Talvez não à toa, a carta tenha se iniciado com uma crase suspensa sobre a letra que se antecipava a mim, como uma chuvinha do oeste prestes encharcar o papel, espalhando letras sobre os pensamentos. Em dados momentos até que era fácil imaginar o til como um sentimento etéreo, balbuciando em cima da palavra coração. Precisei olhar pela janela e verificar que o mundo continuava no mesmo lugar, enquanto vírgulas se fingiam de folhas batidas pelo vento, explicando a árvore. Meu coração roncava dentro do peito, me inspirando fraquezas de entender. Quantas das interrogações dispostas alí seriam apenas filhas imaturas, grávidas de inquietações? Uma frase tão esperada que desmaiava em reticências, feito estátuas de areia desfazendo-se com o vento... Ainda preferi acreditar que estava presa a alguma espécie de truque de pontuação, propositalmente aplicado para que eu pudesse repousar sentidos compartilhados de profunda exclamação ao final dos relatos. 
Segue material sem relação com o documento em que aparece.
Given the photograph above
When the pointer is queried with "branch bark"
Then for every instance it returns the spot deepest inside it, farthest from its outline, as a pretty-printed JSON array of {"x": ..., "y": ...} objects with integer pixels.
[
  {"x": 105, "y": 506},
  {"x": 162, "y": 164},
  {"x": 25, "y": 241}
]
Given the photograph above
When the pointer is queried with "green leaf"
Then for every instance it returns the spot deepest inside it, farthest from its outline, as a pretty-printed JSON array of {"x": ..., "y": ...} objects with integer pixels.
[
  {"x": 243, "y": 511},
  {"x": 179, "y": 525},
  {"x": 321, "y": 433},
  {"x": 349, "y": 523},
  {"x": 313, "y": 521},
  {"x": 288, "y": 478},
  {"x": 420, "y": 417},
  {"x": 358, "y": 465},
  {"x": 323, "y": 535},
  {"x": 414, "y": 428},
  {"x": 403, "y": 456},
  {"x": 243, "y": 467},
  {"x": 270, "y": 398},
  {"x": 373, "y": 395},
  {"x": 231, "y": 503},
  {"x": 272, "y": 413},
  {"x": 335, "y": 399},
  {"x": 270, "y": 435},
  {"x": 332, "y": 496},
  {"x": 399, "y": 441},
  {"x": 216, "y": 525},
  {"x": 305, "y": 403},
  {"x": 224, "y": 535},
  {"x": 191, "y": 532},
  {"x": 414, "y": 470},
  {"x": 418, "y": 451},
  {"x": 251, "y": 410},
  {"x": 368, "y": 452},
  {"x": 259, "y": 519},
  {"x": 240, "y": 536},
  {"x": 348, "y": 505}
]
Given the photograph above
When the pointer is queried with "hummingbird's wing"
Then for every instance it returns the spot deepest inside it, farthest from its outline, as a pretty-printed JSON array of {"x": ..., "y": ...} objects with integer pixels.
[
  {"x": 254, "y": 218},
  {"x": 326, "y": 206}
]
E talvez e não à toa também, tenhamos terminado, nós três em ponto final. Uma pedra no caminho. Ao menos para que pudéssemos juntas descobrir uma maneira de recapitular rabiscando novos caminhos...
Minha alma ao abandonar a tal valsa fluída, voltava ao corpo enquanto o ônibus fazia parada no meu ponto de descer...

 Haveria de ser assim, como na vida!